Wheat was the main remaining field crop that had not been genetically sequenced by scientists, and the breakthrough spurred ideas that yields may increase and more nutritious wheat will be bred as a result.
Olin Anderson and Yong Gu, scientists with USDA's Agricultural Research Service (ARS) based at the agency's Western Regional Research Center in Albany, California, U.S., played instrumental roles in the sequencing effort, along with Naxin Huo, a post-doctoral researcher working in Gu's laboratory.
“By unlocking the genetic secrets of wheat, this study and others like it give us the molecular tools necessary to improve wheat traits and allow our farmers to produce yields sufficient to feed growing populations in the United States and overseas,” said Catherine Woteki, USDA’s chief scientist and Undersecretary for research, education and economics. “Genetics provides us with important methods that not only increase yields but also address the ever-changing threats agriculture faces from natural pests, crop diseases and changing climates.”
Wheat is grown on more land than any other commercial crop and is the world’s most important staple food.
“It’s improvement has vast implications for global food security,” the USDA said. “The study represents the most detailed examination to date of the DNA that makes up the wheat genome, a crop domesticated thousands of years ago.
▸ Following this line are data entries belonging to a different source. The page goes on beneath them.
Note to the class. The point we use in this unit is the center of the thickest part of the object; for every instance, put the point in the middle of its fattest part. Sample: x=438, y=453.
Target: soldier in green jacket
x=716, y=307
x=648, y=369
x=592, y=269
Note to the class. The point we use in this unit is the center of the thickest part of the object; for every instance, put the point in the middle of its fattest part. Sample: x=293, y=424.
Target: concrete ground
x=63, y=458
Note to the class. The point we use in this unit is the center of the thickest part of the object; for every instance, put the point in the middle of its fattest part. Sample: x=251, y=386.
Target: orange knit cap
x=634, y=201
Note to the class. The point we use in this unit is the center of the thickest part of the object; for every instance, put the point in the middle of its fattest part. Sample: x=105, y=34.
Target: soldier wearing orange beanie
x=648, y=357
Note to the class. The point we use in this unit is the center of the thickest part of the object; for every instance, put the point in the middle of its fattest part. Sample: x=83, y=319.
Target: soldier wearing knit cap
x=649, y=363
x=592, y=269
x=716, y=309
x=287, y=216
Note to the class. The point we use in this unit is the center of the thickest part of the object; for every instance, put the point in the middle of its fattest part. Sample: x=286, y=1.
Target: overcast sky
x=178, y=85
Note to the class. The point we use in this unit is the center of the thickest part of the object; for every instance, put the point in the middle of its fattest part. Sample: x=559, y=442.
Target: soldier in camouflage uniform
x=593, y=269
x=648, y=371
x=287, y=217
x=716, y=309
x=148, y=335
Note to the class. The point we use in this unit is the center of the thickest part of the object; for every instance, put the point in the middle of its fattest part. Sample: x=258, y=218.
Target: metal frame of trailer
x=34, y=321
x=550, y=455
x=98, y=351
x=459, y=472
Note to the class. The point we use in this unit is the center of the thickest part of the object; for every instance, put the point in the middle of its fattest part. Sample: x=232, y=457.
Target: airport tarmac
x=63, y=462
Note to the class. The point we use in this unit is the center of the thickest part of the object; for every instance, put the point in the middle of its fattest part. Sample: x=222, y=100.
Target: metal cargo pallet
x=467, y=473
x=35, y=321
The wheat genome is five times the size of the human genome, giving it a complexity that makes it difficult to study. The researchers used the whole genome shotgun sequencing approach, which essentially breaks up the genome into smaller, more workable segments for analysis and then pieces them together.”
The USDA has conducted similar genomic studies on other crops such as tomatoes, corn and soybeans.
Another international team of scientists is working on a long-term project expected to result in more detailed sequencing results of the wheat genome in the years ahead. But the published results shed light on wheat's DNA in a way that will help breeders develop hardier varieties by linking genes to key traits, such as disease resistance and drought tolerance.
Wheat evolved from three ancient grasses, and the ARS team, working closely with partners at University of California, Davis, sequenced the genome of one of those three parents, Aegilops tauschii. That sequencing, funded in part by the National Science Foundation, was instrumental in the study. It allowed researchers to identify the origins of many of the genes found in modern-day wheat, a key step in linking genes to traits and developing markers for use in breeding new varieties.